In 530, the paramount general Erzhu Rong (who had in 527 overthrown Empress Dowager Hu after she killed Emperor Xiaoming and placed Emperor Xiaozhuang on the throne) sent his nephew Erzhu Tianguang to quell the rebellions in the western provinces. Erzhu Tianguang quickly scored a number of victories, and after first tricking Moqi into complacency, made a surprise attack on him and captured him. Erzhu Tianguang then approached Moqi's capital Gaoping (高平, in modern Guyuan, Ningxia), and the forces in Gaoping seized Xiao Baoyin and surrendered.
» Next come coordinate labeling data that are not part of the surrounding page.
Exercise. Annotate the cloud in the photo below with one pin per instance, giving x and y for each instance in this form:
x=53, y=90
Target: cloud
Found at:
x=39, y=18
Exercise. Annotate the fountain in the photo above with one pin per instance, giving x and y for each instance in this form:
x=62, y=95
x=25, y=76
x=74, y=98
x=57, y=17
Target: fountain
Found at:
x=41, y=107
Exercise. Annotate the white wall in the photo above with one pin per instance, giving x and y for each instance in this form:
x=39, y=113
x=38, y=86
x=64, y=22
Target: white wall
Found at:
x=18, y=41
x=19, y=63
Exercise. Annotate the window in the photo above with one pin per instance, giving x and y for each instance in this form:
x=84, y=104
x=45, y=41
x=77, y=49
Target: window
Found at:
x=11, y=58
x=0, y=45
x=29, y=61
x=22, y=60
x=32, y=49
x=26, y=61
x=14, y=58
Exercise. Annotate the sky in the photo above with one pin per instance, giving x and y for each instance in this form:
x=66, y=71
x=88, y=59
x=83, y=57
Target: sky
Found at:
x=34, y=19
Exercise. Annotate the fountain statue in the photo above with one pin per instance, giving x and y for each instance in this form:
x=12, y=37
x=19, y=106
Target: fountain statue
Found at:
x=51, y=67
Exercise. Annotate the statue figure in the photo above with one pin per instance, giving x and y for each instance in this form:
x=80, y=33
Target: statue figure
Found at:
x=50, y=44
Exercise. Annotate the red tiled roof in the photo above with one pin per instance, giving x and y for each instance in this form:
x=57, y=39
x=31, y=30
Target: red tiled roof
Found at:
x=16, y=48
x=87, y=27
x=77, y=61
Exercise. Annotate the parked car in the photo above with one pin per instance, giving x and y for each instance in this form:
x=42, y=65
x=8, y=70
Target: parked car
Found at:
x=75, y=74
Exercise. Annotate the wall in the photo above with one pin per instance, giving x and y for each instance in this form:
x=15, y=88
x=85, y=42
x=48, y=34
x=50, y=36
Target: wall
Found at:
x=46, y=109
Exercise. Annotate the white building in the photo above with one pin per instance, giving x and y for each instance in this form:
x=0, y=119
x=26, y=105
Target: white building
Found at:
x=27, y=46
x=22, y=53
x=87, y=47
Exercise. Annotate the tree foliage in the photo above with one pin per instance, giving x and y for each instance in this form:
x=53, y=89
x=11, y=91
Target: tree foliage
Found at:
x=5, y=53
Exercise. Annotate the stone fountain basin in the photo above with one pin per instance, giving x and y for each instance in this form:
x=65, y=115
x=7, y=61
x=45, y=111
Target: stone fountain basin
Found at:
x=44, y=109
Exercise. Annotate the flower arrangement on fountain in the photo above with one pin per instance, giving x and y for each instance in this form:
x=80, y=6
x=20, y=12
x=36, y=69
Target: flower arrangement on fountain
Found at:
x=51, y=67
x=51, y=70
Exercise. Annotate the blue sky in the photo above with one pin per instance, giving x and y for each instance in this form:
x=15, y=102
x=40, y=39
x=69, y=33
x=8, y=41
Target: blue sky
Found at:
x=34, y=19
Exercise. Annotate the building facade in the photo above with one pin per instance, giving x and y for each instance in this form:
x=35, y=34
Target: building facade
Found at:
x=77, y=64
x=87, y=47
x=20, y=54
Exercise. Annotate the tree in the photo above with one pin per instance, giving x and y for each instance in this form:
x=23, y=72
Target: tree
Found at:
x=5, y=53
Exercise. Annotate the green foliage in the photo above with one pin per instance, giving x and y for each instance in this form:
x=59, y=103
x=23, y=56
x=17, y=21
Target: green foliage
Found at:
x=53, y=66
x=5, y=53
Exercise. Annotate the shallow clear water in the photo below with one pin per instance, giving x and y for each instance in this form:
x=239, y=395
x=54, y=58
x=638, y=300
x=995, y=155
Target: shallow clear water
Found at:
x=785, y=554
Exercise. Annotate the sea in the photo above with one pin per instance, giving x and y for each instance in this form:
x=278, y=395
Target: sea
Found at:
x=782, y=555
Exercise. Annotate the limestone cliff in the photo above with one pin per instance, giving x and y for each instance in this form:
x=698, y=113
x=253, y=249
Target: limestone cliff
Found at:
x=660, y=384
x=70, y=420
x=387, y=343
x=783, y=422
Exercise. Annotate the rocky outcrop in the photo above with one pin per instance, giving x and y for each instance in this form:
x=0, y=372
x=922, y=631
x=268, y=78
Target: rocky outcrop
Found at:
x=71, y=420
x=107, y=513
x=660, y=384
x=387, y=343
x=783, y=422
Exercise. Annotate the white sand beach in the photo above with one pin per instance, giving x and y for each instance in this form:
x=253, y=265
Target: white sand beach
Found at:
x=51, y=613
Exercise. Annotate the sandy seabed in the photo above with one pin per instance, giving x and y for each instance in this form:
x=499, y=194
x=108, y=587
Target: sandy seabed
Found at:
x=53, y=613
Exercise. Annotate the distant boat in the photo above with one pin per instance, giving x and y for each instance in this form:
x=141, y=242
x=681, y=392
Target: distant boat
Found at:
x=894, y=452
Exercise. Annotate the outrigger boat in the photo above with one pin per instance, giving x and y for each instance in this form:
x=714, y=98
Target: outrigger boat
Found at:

Xiao Baoyin and Moqi Chounu were taken to the capital Luoyang and displayed for three days like circus animals. Xiao Baoyin's putative nephew Xiao Zan (蕭贊) (the son of Consort Wu, who was Xiao Baojuan's concubine and later Xiao Yan's, who believed that he was Xiao Baojuan's son and not Xiao Yan's) the Prince of Danyang pleaded for his life, as did the officials Li Shenjun (李神儁) and Gao Daomu (高道穆), who were friendly with Xiao Baoyin, reasoning to Emperor Xiaozhuang that Xiao Baoyin's rebellion was during Empress Dowager Hu's corrupt regime. However, the official Wang Daoxi (王道習) argued against sparing Xiao Baoyin, reasoning that while Xiao Baoyin's rebellion was during the prior administration, he served under Moqi Chounu during the current administration. Emperor Xiaozhuang agreed, and beheaded Moqi and forced Xiao Baoyin to commit suicide. As he was about to take poison, the Princess Nanyang and his children visited him, crying bitterly, but Xiao Baoyin was not mournful, merely stating, "This is heaven's wish. I only regret that I had not been a proper subject."